MONA — Tasmania's Art Catacomb Carved Into a Cliff
At a Glance
MONA (Museum of Old and New Art) stands on the Moorilla winery estate in Berriedale, north of Hobart, Tasmania. Opened in January 2011 with about AUD 75M of private funding from collector David Walsh—a former professional gambler—it has become one of the largest private museums in the Southern Hemisphere. Walsh calls it "a subversive adult Disneyland."
Three Floors Carved into a Cliff
Designed by Melbourne's Fender Katsalidis, MONA is cut into the sandstone bluffs of the Moorilla peninsula and descends three underground levels—only a small entry pavilion is visible above ground. A spiral staircase takes visitors into raw sandstone walls. There are no labels; instead, a GPS-enabled device called "the O" surfaces commentary as you move. Curatorially, time and region give way to themes—chiefly "sex and death."
Must-See Works
- Wim Delvoye — Cloaca Professional: a machine that simulates human digestion, fed real food and producing real waste each day.
- Sidney Nolan — Snake: a 1,620-panel mural across an entire wall.
- James Turrell — Event Horizon, the largest permanent Turrell in Australia.
- Julius Popp — bit.fall, a kinetic installation that prints live news in falling drops.

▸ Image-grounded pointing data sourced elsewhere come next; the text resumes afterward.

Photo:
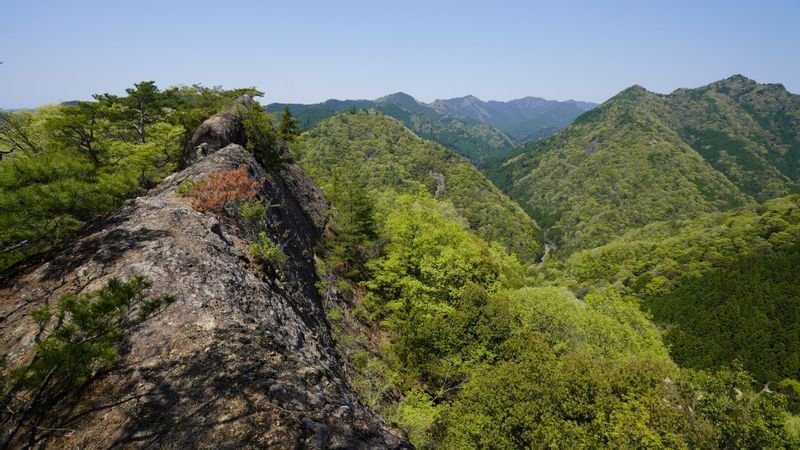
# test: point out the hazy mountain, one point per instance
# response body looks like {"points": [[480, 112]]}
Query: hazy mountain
{"points": [[471, 127], [476, 141], [392, 156], [642, 157], [525, 119]]}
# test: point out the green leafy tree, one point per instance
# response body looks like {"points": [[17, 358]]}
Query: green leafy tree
{"points": [[287, 128], [82, 335]]}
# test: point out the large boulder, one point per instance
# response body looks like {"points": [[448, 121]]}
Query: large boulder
{"points": [[218, 131], [244, 358]]}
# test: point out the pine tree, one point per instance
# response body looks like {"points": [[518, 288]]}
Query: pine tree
{"points": [[287, 129]]}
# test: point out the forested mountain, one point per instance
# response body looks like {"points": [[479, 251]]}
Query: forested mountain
{"points": [[181, 269], [642, 157], [474, 140], [726, 284], [471, 127], [390, 156], [524, 119]]}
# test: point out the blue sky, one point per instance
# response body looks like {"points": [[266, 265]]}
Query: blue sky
{"points": [[309, 51]]}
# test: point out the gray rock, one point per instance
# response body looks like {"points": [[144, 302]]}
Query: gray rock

- Ancient Egyptian and Mesopotamian objects, often placed beside contemporary work to collapse 5,000 years into one room.
Visiting Tips
Take the MONA ROMA ferry from Brooke Street Pier in Hobart (30 minutes). The ferry is part of the brand experience. Budget 3–4 hours inside; add The Source restaurant and Moorilla winery for a full day. Australian residents enter free; international visitors around AUD 35. Often closed Tuesdays; check hours and the MONA FOMA and Dark Mofo festival calendars.